There are some places where its totally unavoidable - movies, banks, DMV, check out stands. But on the whole I avoid it whenever possible. That's why I have always had a hard time relating to people who will camp out in long lines, sometime for days, for movie and concert tickets, or department stores...
But the trampling to death of a Wal-Mart employee in New York, puts a whole new spin on the idea of this phenomenon. Thirty-four year old Jdimytai Damour, a temporary maintenance worker at the Green Acres Mall in Valley Stream, N.Y. He was trying to help control a mob of 2000 frenzied early shoppers who had gathered before 3:30 am to shop for 'bargains'.
There are questions regarding crowd control, adequate security, etc. All are extremely important issues for which Wal-Mart ought to be held accountable in some way. But here's another thought - how about people acting like sane human beings?!

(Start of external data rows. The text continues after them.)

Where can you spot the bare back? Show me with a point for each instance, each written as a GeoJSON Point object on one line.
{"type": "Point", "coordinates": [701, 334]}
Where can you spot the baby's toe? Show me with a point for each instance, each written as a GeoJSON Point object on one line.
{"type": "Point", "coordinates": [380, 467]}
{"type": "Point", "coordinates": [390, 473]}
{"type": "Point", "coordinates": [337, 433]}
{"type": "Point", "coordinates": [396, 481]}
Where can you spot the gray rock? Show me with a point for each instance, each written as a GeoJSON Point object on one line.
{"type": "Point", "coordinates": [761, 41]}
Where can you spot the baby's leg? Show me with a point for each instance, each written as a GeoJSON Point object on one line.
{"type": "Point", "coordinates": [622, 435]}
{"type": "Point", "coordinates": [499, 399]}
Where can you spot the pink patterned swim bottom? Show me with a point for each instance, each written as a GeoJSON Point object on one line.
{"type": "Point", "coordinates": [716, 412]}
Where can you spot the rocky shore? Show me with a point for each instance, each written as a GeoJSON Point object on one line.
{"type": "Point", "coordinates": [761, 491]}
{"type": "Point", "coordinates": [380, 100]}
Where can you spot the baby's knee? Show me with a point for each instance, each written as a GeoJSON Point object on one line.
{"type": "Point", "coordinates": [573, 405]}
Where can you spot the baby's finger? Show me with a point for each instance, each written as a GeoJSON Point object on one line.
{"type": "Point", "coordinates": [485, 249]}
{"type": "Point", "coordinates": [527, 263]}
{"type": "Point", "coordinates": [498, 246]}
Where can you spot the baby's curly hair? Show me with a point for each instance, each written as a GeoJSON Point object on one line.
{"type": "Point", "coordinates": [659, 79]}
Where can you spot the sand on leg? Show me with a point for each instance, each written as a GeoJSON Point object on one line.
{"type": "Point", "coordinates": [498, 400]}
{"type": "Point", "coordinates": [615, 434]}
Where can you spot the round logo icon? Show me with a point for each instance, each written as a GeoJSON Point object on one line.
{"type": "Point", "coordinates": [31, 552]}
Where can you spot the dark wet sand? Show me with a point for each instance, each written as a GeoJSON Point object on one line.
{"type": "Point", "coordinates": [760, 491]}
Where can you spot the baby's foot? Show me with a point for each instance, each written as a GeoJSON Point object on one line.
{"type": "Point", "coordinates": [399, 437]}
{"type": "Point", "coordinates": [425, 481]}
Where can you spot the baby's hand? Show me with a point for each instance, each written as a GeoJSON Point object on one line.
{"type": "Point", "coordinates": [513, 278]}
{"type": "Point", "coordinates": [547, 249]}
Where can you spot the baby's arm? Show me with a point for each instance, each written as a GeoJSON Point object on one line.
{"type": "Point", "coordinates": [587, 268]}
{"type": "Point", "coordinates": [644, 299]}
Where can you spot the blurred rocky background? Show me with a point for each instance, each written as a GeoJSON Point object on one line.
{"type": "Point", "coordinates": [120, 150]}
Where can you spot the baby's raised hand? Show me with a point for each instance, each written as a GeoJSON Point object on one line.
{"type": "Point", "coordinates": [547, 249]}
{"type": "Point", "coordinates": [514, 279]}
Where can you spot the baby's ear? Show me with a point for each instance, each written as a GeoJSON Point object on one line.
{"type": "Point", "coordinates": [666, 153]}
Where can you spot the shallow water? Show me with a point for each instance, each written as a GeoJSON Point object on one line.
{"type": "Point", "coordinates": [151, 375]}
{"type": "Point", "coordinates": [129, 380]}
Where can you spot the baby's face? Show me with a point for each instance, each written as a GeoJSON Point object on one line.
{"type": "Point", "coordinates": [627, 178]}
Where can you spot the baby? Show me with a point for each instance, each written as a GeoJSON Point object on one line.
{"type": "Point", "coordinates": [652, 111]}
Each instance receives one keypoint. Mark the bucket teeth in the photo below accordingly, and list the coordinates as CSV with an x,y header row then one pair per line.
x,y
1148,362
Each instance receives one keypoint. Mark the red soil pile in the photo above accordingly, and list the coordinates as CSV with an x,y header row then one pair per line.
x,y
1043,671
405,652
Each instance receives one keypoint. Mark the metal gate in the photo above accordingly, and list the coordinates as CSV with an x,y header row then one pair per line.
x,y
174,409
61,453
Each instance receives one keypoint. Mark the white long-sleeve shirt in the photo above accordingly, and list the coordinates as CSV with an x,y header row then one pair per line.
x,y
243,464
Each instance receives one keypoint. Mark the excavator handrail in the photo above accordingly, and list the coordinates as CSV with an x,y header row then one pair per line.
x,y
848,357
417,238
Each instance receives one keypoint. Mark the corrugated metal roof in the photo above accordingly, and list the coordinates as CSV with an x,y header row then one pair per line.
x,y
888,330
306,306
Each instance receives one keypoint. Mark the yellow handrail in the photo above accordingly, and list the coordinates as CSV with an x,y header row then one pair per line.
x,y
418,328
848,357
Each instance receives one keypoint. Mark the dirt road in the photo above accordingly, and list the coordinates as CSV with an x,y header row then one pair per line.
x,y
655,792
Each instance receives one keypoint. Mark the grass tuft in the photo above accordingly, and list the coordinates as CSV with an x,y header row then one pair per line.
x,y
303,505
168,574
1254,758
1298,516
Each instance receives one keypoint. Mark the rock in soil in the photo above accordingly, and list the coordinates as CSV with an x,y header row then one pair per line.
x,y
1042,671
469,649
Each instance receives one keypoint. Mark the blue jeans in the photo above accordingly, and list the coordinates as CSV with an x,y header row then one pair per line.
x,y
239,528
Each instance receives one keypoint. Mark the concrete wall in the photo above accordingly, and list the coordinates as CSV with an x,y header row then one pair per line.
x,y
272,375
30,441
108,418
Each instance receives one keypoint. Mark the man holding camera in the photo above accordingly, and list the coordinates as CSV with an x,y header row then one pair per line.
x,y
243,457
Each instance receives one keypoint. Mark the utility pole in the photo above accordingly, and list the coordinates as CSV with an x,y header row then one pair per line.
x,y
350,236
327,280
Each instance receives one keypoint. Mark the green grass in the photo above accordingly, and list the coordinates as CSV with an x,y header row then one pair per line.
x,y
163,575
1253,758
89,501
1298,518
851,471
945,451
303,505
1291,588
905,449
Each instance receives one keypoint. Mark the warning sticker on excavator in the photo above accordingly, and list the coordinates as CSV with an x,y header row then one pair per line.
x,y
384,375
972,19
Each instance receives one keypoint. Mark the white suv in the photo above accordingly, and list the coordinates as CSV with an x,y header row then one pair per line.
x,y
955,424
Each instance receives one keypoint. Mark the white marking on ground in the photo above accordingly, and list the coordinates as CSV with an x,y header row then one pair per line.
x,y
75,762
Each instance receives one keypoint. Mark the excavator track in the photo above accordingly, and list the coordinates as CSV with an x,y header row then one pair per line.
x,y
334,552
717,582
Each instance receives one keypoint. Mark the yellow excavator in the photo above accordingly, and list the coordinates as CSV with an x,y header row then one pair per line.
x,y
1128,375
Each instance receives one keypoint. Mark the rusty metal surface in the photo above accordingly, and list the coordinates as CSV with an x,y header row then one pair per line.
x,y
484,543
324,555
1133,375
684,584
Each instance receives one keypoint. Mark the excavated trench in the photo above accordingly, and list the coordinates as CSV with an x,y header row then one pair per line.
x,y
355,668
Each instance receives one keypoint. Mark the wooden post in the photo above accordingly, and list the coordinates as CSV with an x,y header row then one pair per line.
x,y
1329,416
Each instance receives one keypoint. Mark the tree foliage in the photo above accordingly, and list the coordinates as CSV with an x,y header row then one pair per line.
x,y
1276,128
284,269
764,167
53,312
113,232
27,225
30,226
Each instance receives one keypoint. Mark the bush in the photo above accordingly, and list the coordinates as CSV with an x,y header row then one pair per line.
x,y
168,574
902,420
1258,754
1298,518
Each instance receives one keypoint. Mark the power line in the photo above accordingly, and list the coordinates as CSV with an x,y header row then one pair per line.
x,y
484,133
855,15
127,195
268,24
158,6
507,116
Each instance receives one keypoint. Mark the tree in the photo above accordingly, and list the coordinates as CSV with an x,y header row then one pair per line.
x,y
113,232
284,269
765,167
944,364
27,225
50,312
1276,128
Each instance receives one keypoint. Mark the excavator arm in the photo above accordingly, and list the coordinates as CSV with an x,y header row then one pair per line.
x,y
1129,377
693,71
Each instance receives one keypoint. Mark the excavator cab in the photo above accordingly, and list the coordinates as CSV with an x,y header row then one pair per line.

I thought, we all got it: the recent economic decline, caused by the exploitation of policies designed to help the middle class and working class achieve homeownership; greed on Wall Street, people living beyond their means all were supposed to signal the need to re-evaluate our values. That's why citizens are incensed about bail outs, leveraged government loans, the meltdown of the capitalist system - right?
We were supposed to be reassessing our materialism and the way we equate bigger and newer with 'successful'. This is one time, we don't have a systemic problem. This problem is cultural, spiritual. When it comes to greed and insensitivity you don't have to be eligible for a golden parachute!
Don't get me wrong! Wal-Mart certainly did have a great sale - a Samsung 50-inch Plasma HDTV for $798, a Bissel Compact Upright Vacuum for $28, a Samsung 10.2 megapixel digital camera for $69 and DVDs such as "The Incredible Hulk" for $9. But somehow, I can't believe that anyone who bought anything on last Friday at that Wal-Mart, really believes what they bought was worth it.
But then again, according to Kimberly Cribbs, when people were asked to leave so that police and investigators could assess what had happened, "...people were yelling `I've been on line since yesterday morning,'" she said. "They kept shopping."
While Wal-Mart offered the obligatory public sympathetic statement, no one from the company contacted the grieving family.
The store re-opened at 1:00 pm, that afternoon...
We obviously don't get it. Black Friday indeed!